夜は風が強く寒かったため、星澄は霧島冬真を車の中に放置すれば何か起きるかもしれないと心配になり、眉をひそめながら不本意ながら、「降りて」と声をかけた。
それを聞いた霧島冬真は片手を上げ、彼女に近寄るよう合図をした。「支えてくれ。めまいがする」
夏目星澄は大きくため息をつき、酔っ払いと言い争うのはやめることにした。「本当にあなたには借りができちゃうわね」
霧島冬真は完全に夏目星澄に寄りかかり、目を細めながら、口元に微かな笑みを浮かべていた。

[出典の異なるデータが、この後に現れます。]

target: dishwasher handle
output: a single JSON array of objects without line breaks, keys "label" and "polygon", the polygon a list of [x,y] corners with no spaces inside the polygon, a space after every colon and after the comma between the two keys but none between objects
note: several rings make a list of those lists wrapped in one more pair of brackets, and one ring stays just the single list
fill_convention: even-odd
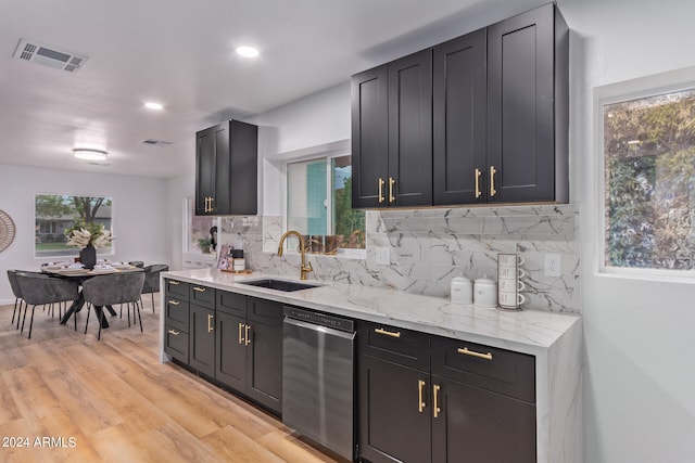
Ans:
[{"label": "dishwasher handle", "polygon": [[319,333],[325,333],[326,335],[342,337],[343,339],[355,338],[354,332],[351,333],[342,330],[336,330],[332,327],[323,326],[323,325],[318,325],[311,322],[305,322],[304,320],[296,320],[287,316],[285,317],[283,323],[294,329],[316,331]]}]

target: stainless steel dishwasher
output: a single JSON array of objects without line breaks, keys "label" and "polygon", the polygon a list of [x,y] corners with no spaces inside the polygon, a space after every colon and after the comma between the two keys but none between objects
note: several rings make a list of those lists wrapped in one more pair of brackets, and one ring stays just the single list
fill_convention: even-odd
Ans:
[{"label": "stainless steel dishwasher", "polygon": [[337,454],[354,454],[354,322],[285,306],[282,423]]}]

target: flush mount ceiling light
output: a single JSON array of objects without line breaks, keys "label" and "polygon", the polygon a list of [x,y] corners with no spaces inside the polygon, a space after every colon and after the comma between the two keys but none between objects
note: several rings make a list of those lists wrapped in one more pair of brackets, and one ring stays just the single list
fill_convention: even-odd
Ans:
[{"label": "flush mount ceiling light", "polygon": [[75,153],[75,157],[78,159],[87,160],[104,160],[109,154],[105,151],[92,150],[89,147],[76,147],[73,150],[73,153]]},{"label": "flush mount ceiling light", "polygon": [[148,101],[147,103],[144,103],[144,107],[147,107],[148,110],[161,111],[164,108],[164,105],[154,101]]},{"label": "flush mount ceiling light", "polygon": [[237,48],[237,53],[243,57],[256,57],[258,55],[258,50],[253,47],[239,47]]}]

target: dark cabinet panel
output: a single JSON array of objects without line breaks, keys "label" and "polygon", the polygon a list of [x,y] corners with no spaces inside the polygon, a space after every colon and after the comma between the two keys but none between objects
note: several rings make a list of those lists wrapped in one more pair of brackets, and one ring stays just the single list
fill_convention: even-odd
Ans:
[{"label": "dark cabinet panel", "polygon": [[[265,301],[270,303],[270,301]],[[277,311],[282,313],[282,305]],[[249,318],[247,395],[258,403],[282,410],[282,321]]]},{"label": "dark cabinet panel", "polygon": [[431,461],[429,373],[369,356],[358,361],[359,456],[372,463]]},{"label": "dark cabinet panel", "polygon": [[389,63],[390,206],[432,204],[432,51]]},{"label": "dark cabinet panel", "polygon": [[215,311],[191,305],[189,365],[210,377],[215,375]]},{"label": "dark cabinet panel", "polygon": [[484,203],[486,30],[434,47],[433,204]]},{"label": "dark cabinet panel", "polygon": [[195,134],[195,215],[255,215],[258,128],[227,120]]},{"label": "dark cabinet panel", "polygon": [[432,383],[439,408],[432,417],[433,462],[536,461],[532,403],[438,376]]},{"label": "dark cabinet panel", "polygon": [[552,3],[488,28],[489,202],[567,202],[567,34]]},{"label": "dark cabinet panel", "polygon": [[352,78],[352,204],[386,206],[389,177],[388,66]]},{"label": "dark cabinet panel", "polygon": [[247,384],[245,319],[220,310],[217,310],[216,318],[215,378],[233,389],[244,390]]}]

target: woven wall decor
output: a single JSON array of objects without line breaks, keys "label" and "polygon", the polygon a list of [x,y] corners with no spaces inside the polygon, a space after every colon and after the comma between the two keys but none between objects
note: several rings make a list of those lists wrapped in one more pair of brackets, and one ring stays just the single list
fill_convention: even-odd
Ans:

九牛二虎の力を使って、夏目星澄はようやく彼を家の中に連れ込むことができた。
しかし、身長188センチの大男を寝室まで支えて連れて行く力は残っていなかった。
仕方なくソファーに彼を下ろした。
だが霧島冬真は夏目星澄の手を離そうとせず、彼女もソファーに引き寄せてしまった。
霧島冬真も少し意識を取り戻したようで、かすれた声で尋ねた。「ここはどこだ?」
夏目星澄は彼の上に倒れたまま必死にもがき、やっと起き上がると、彼を睨みつけて「あなたの家よ!」と答えた。
この騒動で、夏目星澄は汗をかいていた。
彼女はイライラしながら上着を脱ぎ、乱れた髪を整えた。
横で息を切らしながら座っていた。
霧島冬真は目を上げるだけで、隣の夏目星澄が見えた。
セミロングの髪が完全に肩に垂れ下がり、その顔をより小さく見せていた。
灯りの下で、彼女の白い肌は潤いを帯びて輝いていた。